Já no âmbito do sistema geral de proteção destaca-se, também dentre outros instrumentos
internacionais, a "Carta Internacional dos Direitos Humanos", que tem por endereçado toda e
qualquer pessoa. No âmbito do sistema geral, o sujeito de direito é visto em sua abstração e
generalidade.
Relativamente à convivência do sistema global e regional, tem-se a coexistência do sistema
global, integrado pelos instrumentos das Nações Unidas (ex.: Declaração Universal de Direitos
Humanos; Pacto Internacional dos Direitos Civis e Políticos; Pacto Internacional dos Direitos
Sociais, Econômicos e Culturais...) com instrumentos do sistema regional de proteção, por sua
vez, integrado pelo sistema americano, europeu e africano de proteção aos direitos humanos.

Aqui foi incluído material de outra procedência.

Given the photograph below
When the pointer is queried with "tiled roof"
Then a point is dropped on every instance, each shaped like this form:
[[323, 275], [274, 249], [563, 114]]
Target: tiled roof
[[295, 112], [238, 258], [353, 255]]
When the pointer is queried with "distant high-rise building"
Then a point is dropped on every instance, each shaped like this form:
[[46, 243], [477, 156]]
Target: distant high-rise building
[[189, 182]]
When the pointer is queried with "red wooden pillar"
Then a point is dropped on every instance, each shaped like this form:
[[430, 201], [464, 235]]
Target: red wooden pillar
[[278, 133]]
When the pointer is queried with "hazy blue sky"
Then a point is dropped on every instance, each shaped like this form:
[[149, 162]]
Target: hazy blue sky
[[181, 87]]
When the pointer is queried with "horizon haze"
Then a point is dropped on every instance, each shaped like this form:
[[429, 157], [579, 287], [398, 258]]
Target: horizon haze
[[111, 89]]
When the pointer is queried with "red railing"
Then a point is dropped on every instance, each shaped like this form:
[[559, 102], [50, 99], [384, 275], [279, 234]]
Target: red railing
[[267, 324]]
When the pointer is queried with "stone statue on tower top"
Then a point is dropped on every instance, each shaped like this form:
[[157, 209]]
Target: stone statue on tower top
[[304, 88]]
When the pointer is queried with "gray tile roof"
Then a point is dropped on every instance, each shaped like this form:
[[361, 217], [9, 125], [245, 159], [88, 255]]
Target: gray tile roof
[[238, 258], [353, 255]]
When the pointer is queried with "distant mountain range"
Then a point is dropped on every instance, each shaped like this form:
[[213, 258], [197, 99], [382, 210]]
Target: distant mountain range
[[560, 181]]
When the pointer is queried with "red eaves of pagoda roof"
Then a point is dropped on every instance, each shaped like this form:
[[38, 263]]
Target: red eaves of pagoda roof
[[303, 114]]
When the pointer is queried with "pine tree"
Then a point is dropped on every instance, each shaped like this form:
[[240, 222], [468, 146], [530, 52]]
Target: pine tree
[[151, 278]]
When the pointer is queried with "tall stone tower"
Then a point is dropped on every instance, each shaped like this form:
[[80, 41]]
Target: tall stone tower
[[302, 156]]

Cada qual dos sistemas regionais de proteção apresenta um aparato jurídico próprio. O sistema
americano tem como principal instrumento a Convenção Americana de Direitos Humanos (também
chamada Pacto de San José da Costa Rica, de 1969), que estabelece a Comissão Americana de
Direitos Humanos e a Corte Interamericana. 7 Já o sistema europeu, conta com a Convenção
européia de Direitos Humanos (1950), que estabelece a Comissão e o Tribunal Europeu de Direitos
Humanos. Por fim, o sistema africano apresenta como principal instrumento a Carta Africana de
Direitos Humanos (1981).
Percebe-se, assim, que os instrumentos internacionais voltados à proteção dos direitos humanos
formam um complexo conjunto de regras, que apresentam diferentes âmbitos de aplicação e, por
vezes, distintos destinatários.
Ante este aparato internacional, cabe ao indivíduo que sofreu violação de seu direito a escolha do
aparato mais favorável, tendo em vista que, eventualmente, direitos idênticos são tutelados por
dois ou mais instrumentos de alcance global ou regional, ou ainda, de alcance geral ou específico.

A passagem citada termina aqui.